2024-04-13 23:05:29

by Lewis Robbins

[permalink] [raw]
Subject: [PATCH] wifi: rtw88: reduce failed to flush queue severity

Reduce the log message severity when we fail to flush device priority
queue. If a system has a lot of traffic, we may fail to flush the queue
in time. This generates a lot of messages in the kernel ring buffer. As
this is a common occurrence, we should use dev_info instead of dev_warn.

Signed-off-by: Lewis Robbins <[email protected]>
---
drivers/net/wireless/realtek/rtw88/mac.c | 2 +-
1 file changed, 1 insertion(+), 1 deletion(-)

diff --git a/drivers/net/wireless/realtek/rtw88/mac.c b/drivers/net/wireless/realtek/rtw88/mac.c
index 0c1c1ff31085..800f4eabae13 100644
--- a/drivers/net/wireless/realtek/rtw88/mac.c
+++ b/drivers/net/wireless/realtek/rtw88/mac.c
@@ -1040,7 +1040,7 @@ static void __rtw_mac_flush_prio_queue(struct rtw_dev *rtwdev,
* And it requires like ~2secs to flush the full priority queue.
*/
if (!drop)
- rtw_warn(rtwdev, "timed out to flush queue %d\n", prio_queue);
+ rtw_info(rtwdev, "timed out to flush queue %d\n", prio_queue);
}

static void rtw_mac_flush_prio_queues(struct rtw_dev *rtwdev,
--
2.44.0



2024-04-15 01:40:54

by Ping-Ke Shih

[permalink] [raw]
Subject: RE: [PATCH] wifi: rtw88: reduce failed to flush queue severity

Lewis Robbins <[email protected]> wrote:
>
> Reduce the log message severity when we fail to flush device priority
> queue.

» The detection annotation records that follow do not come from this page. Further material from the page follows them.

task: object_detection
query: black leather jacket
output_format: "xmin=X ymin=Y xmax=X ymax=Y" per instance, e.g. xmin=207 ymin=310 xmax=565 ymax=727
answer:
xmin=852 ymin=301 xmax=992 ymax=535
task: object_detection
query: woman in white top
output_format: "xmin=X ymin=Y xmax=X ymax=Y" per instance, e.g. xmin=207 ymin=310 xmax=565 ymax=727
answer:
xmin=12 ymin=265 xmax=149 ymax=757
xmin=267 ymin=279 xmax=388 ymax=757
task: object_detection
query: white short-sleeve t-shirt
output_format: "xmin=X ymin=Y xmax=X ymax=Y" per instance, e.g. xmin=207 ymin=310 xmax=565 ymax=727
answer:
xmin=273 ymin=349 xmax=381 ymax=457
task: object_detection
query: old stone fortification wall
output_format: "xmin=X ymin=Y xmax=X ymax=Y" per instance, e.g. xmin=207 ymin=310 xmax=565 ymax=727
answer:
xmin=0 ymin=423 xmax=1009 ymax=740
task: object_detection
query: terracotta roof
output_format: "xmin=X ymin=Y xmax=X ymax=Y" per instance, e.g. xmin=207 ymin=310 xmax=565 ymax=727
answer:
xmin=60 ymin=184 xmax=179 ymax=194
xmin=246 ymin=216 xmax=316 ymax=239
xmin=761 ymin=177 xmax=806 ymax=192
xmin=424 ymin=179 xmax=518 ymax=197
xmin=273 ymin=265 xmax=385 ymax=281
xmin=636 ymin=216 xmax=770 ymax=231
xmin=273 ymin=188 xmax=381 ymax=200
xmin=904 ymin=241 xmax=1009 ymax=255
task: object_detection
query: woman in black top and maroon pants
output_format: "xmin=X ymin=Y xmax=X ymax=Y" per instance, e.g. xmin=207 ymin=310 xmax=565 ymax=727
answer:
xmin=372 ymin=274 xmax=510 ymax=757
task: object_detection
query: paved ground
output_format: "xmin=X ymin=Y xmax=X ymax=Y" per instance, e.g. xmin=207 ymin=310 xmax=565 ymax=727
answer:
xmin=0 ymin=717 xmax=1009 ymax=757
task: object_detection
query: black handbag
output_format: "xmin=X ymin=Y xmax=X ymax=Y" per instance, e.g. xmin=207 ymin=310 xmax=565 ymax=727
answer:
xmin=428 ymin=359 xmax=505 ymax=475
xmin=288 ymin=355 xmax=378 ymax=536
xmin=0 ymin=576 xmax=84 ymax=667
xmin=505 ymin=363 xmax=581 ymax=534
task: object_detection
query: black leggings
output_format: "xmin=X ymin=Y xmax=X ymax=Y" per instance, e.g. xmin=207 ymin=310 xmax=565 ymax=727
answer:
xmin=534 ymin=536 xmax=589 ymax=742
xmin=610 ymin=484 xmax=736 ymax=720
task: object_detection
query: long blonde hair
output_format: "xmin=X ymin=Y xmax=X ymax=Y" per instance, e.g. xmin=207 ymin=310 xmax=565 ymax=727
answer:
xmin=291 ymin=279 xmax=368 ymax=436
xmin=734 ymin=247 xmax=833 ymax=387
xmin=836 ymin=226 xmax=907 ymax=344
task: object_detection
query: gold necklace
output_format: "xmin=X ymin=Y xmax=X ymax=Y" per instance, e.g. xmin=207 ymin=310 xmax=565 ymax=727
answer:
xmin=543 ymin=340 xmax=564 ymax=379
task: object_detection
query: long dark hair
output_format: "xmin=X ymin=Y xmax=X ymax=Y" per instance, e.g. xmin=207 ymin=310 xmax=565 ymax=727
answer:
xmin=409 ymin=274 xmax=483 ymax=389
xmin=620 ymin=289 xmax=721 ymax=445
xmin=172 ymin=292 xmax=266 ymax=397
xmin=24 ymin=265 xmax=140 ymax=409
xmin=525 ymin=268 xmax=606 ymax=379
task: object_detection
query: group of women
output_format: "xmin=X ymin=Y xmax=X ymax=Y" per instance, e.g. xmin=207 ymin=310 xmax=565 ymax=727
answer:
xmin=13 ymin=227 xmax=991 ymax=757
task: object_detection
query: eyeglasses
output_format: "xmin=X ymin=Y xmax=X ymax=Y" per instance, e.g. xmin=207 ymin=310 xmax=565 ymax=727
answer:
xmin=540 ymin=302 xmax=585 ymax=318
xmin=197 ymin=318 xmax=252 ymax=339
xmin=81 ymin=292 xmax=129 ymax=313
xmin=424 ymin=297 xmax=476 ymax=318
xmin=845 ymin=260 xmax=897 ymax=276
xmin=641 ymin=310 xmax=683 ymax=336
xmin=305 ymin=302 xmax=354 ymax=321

If a system has a lot of traffic, we may fail to flush the queue
> in time. This generates a lot of messages in the kernel ring buffer. As
> this is a common occurrence, we should use dev_info instead of dev_warn.
>
> Signed-off-by: Lewis Robbins <[email protected]>

Acked-by: Ping-Ke Shih <[email protected]>

I'd like to know situations of " If a system has a lot of traffic...".
Did you scan or do something during traffic?


2024-04-15 16:17:40

by Kalle Valo

[permalink] [raw]
Subject: Re: [PATCH] wifi: rtw88: reduce failed to flush queue severity

Ping-Ke Shih <[email protected]> writes:

> Lewis Robbins <[email protected]> wrote:
>>
>> Reduce the log message severity when we fail to flush device priority
>> queue. If a system has a lot of traffic, we may fail to flush the queue
>> in time. This generates a lot of messages in the kernel ring buffer. As
>> this is a common occurrence, we should use dev_info instead of dev_warn.
>>
>> Signed-off-by: Lewis Robbins <[email protected]>
>
> Acked-by: Ping-Ke Shih <[email protected]>
>
> I'd like to know situations of " If a system has a lot of traffic...".
> Did you scan or do something during traffic?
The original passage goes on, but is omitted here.